Es una excepción. La mayoría, cuando pisa por primera vez una Facultad de Derecho, es raro que sepa lo que hace un notario, y del mundo del derecho lo más que puede contar lo ha visto en las películas y las series de abogados y juicios. Yo me tenía por uno de esos.
Recuerdo bien mi primer día. Me levanté temprano y me di una ducha caliente. Nunca me había parado a pensarlo, pero pude tomar la ducha gracias a que existe una ley que obliga a los ayuntamientos a suministrar agua a los vecinos y porque teníamos un contrato con una compañía eléctrica por el cual, a cambio del pago de una tarifa, recibíamos en casa la energía que la caldera necesitaba para calentar el agua.
Un contrato
Para llegar al campus cogí la línea 6 del bus urbano. Aún no había tarjeta de transporte y usábamos el bonobús. Aquel bonobús era un documento, con la forma de un marcapáginas pero un documento, y con él yo demostraba que existía otro contrato, esta vez uno acordado entre el operador de los autobuses y yo mismo, que obligaba al conductor a dejarme entrar al autobús y viajar diez veces. Un contrato es una cosa muy seria, aunque sea un pedazo de cartón. Contiene obligaciones que uno ha aceptado cumplir con otro a cambio de algo, a veces de nada, y si no lo hace, si no las cumple, hay otra ley que fija las consecuencias, que a veces son tan perjudiciales que lo mejor es evitarlas.
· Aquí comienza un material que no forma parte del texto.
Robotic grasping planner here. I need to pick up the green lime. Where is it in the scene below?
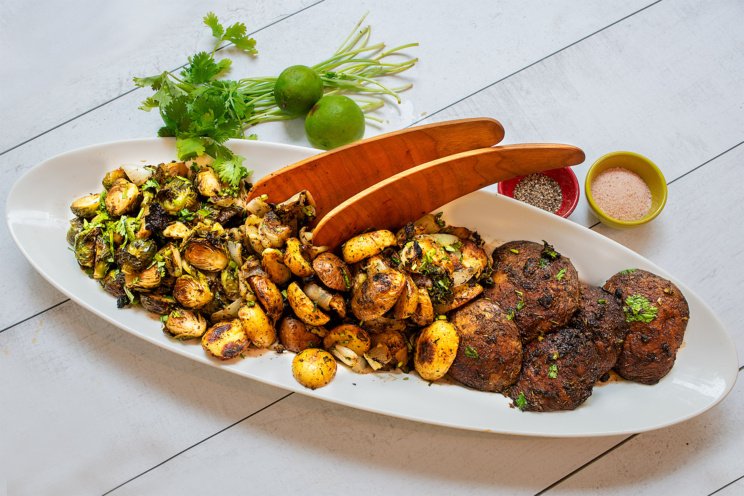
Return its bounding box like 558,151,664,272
274,65,323,117
305,95,364,150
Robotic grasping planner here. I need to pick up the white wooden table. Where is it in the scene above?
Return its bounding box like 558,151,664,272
0,0,744,495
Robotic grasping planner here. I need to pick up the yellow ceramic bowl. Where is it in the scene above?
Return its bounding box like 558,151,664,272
584,152,667,229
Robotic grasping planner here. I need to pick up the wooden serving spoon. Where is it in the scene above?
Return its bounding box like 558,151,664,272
313,144,584,248
248,117,504,219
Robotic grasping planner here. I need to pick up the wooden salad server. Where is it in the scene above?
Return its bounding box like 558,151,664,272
313,144,584,248
248,117,504,219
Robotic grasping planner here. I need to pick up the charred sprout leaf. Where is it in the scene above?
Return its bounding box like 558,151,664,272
465,346,480,359
623,294,659,324
514,391,527,411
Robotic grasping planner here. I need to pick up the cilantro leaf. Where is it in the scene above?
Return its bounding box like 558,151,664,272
176,138,206,160
212,148,248,187
623,294,659,324
202,12,225,40
181,52,232,84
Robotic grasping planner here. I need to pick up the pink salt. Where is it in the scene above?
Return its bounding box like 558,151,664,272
592,167,651,221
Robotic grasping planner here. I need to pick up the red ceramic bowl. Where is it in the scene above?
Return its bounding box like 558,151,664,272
497,167,580,217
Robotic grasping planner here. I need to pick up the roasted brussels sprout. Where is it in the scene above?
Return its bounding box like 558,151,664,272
140,293,176,315
184,239,230,272
163,308,207,340
105,179,142,217
173,274,214,308
75,227,101,268
101,167,127,189
159,177,199,215
196,168,222,198
116,239,158,274
201,318,250,360
70,194,101,219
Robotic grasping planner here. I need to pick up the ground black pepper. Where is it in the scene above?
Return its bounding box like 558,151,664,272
514,174,563,213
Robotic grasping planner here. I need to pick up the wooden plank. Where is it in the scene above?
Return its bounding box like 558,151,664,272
0,0,318,152
0,302,287,494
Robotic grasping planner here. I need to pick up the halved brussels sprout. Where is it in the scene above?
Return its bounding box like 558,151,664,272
75,227,101,268
201,318,250,360
70,193,101,219
101,167,127,189
173,274,214,308
124,264,161,291
140,293,176,315
159,177,199,215
163,308,207,340
105,179,142,217
116,239,158,274
196,168,222,198
183,238,230,272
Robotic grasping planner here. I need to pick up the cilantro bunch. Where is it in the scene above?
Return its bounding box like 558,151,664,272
134,12,417,188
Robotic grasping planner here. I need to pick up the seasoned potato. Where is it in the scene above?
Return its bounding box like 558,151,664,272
284,238,315,277
323,324,371,356
261,248,292,285
411,288,434,326
292,348,336,389
201,319,250,360
364,331,408,370
341,229,396,263
351,269,406,320
279,316,323,353
287,282,331,326
238,304,276,348
248,275,284,322
313,251,351,291
413,320,460,381
393,274,418,320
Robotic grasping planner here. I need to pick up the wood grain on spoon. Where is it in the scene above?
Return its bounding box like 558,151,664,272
249,118,504,219
313,144,584,248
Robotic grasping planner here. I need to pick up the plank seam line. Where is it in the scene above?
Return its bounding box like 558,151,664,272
0,0,326,157
102,392,294,496
409,0,662,127
535,434,638,496
0,298,70,334
708,475,744,496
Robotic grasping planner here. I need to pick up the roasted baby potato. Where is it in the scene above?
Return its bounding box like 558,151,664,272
284,238,315,277
313,251,351,291
279,316,323,353
323,324,371,356
413,320,460,381
292,348,336,389
261,248,292,285
201,318,250,360
341,229,396,263
248,275,284,322
287,282,331,326
238,304,276,348
351,269,406,320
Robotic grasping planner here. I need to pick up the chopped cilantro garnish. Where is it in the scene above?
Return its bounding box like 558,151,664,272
623,294,659,324
465,346,480,358
548,363,558,379
514,391,527,411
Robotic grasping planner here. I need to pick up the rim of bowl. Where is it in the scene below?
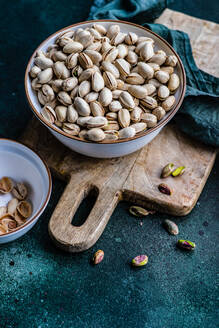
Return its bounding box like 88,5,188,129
24,19,186,145
0,138,52,238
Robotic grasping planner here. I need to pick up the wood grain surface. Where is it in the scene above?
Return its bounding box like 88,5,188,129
21,10,219,252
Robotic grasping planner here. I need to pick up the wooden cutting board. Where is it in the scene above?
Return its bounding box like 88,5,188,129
21,10,216,252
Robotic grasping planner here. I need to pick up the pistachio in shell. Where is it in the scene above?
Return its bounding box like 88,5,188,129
132,255,148,267
0,177,13,194
129,206,155,217
17,200,32,219
161,163,174,178
163,220,179,235
12,183,27,200
92,249,104,265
En la Facultad, por hacer tiempo hasta la primera clase, fui a la cafetería. Me atendió un camarero al que seguí viendo durante los cinco años de carrera, aunque solo los días que hacía turno de mañana, que era el mío. El personal de la cafetería o estaba por la mañana o por la tarde, pero no todo el día porque otra ley limita el número de horas de trabajo que se le pueden exigir a un trabajador, para garantizar su descanso y su salud.
Las clases fueron solo de presentación, así que llegué a casa con tiempo de sobra para comer a nuestra hora, que eran las dos y media. Eso no estaba en ninguna ley, ni en ningún contrato, pero era costumbre, y de la costumbre también nace el derecho.
El derecho está hasta en el suelo que pisamos, trazado por normas llamadas planes generales, y en el aire que respiramos, de cuya composición se ocupan desde reglamentos hasta tratados internacionales que obligan a los países.
Hoy agradezco que aquel primer día ningún profesor me preguntase mis motivos para elegir la carrera. Lo menos que merecía, de haber salido yo con lo de los abogados y sus películas, era que me prohibiesen el paso.